他人物賃貸借
甲が乙所有の建物を自己のものと誤信して丙に賃貸し、丙もそれを甲所有の建物と誤信したまま数カ月家賃を支払い、居住していた。丙は、乙から立ち退きを請求され、新たに乙との間に賃貸借契約を締結した。甲乙丙相互の法律関係を説明せよ。
(旧司法試験昭和45年第1問)
問題文
甲が丙に対して賃料を請求するには、どのような要件を満たす必要がありますか?また、本件ではそれらの要件のうちどれが争点となっていますか。
対応する模範解答の部分
「〈賃料請求の要件〉① 賃貸借契約の成立、② 建物の引渡し、③ 賃料の発生原因となる期間の経過、④ 賃料の支払期日が到来していること…」
甲丙間の契約は、甲が建物の所有者でないにもかかわらず締結された「他人物賃貸借契約」にあたります。

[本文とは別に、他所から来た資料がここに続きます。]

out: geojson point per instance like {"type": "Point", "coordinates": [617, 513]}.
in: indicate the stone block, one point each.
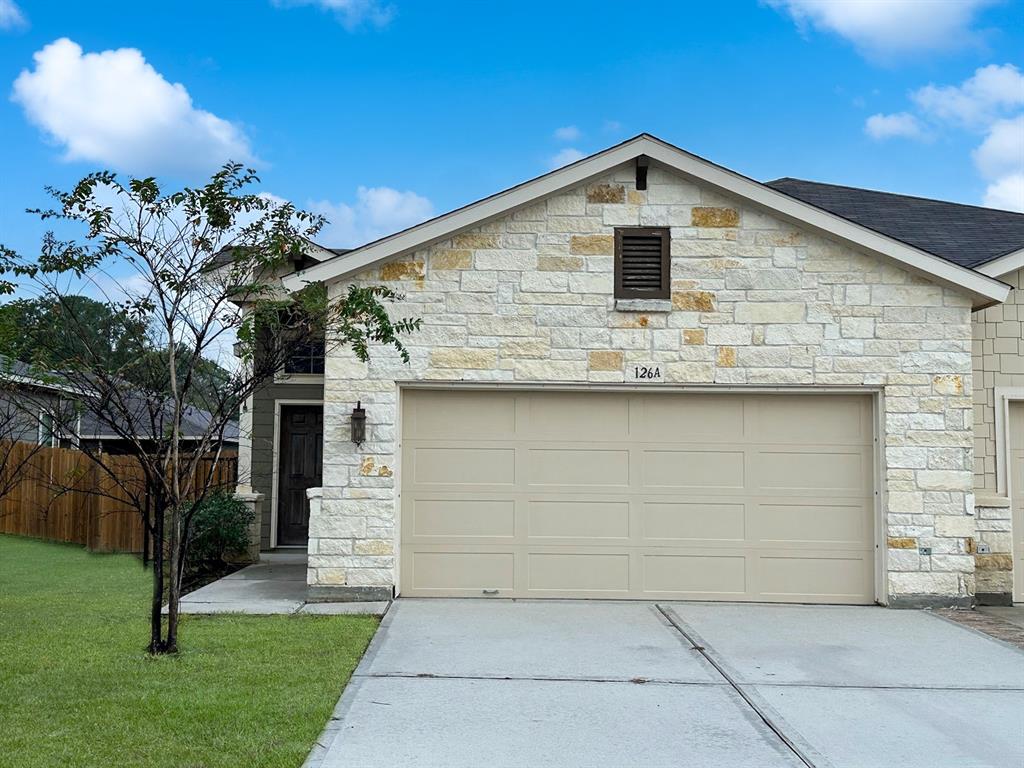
{"type": "Point", "coordinates": [471, 358]}
{"type": "Point", "coordinates": [714, 217]}
{"type": "Point", "coordinates": [559, 263]}
{"type": "Point", "coordinates": [694, 336]}
{"type": "Point", "coordinates": [693, 301]}
{"type": "Point", "coordinates": [726, 357]}
{"type": "Point", "coordinates": [770, 311]}
{"type": "Point", "coordinates": [605, 360]}
{"type": "Point", "coordinates": [902, 543]}
{"type": "Point", "coordinates": [597, 245]}
{"type": "Point", "coordinates": [606, 194]}
{"type": "Point", "coordinates": [398, 270]}
{"type": "Point", "coordinates": [451, 259]}
{"type": "Point", "coordinates": [475, 241]}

このような契約は、有効といえるでしょうか。
対応する模範解答の部分
「…賃貸借契約は債権契約であるため、民法559条本文および561条により、他人物であっても賃貸借契約は有効に成立する。」
甲丙間の賃貸借契約が有効に成立していたとしても、乙が丙に立退きを求め、建物の使用ができなくなった場合には、甲丙間の契約はどうなるでしょうか。
対応する模範解答の部分
「…民法616条の2本文に該当し、契約は当然に終了する。」
丙が甲に対して損害賠償を請求するためには、どのような要件を満たす必要がありますか?また、甲は乙が所有者であることを知らなかった場合でも免責されるでしょうか。
対応する模範解答の部分
「甲が乙の所有であることを知らなかったとしても、事前に所有者を確認すべき注意義務を怠った場合には、免責は認められない。」
甲が丙との契約によって賃料を受け取った場合、その金銭は不当利得における「利益」に該当するでしょうか。判断の理由も含めて答えてください。
対応する模範解答の部分
「甲は丙との間で賃貸借契約を締結し、賃料を受け取っている。したがって、甲は『利益』を得たといえる。」
甲が他人(乙)の建物を他人に貸して賃料を得た場合でも、その利益に「法律上の原因」があると評価されることがあります。どのような場合にそう評価されるのでしょうか。
対応する模範解答の部分
「甲が建物を自分の所有物だと善意で信じていた場合、善意の占有者にあたり、賃料(果実)を取得する権利がある(189条1項)。」
甲が他人物であることを知らずに建物 を貸していたとしても、注意義務を尽くしていなかった場合、乙からどのような請求を受ける可能性がありますか。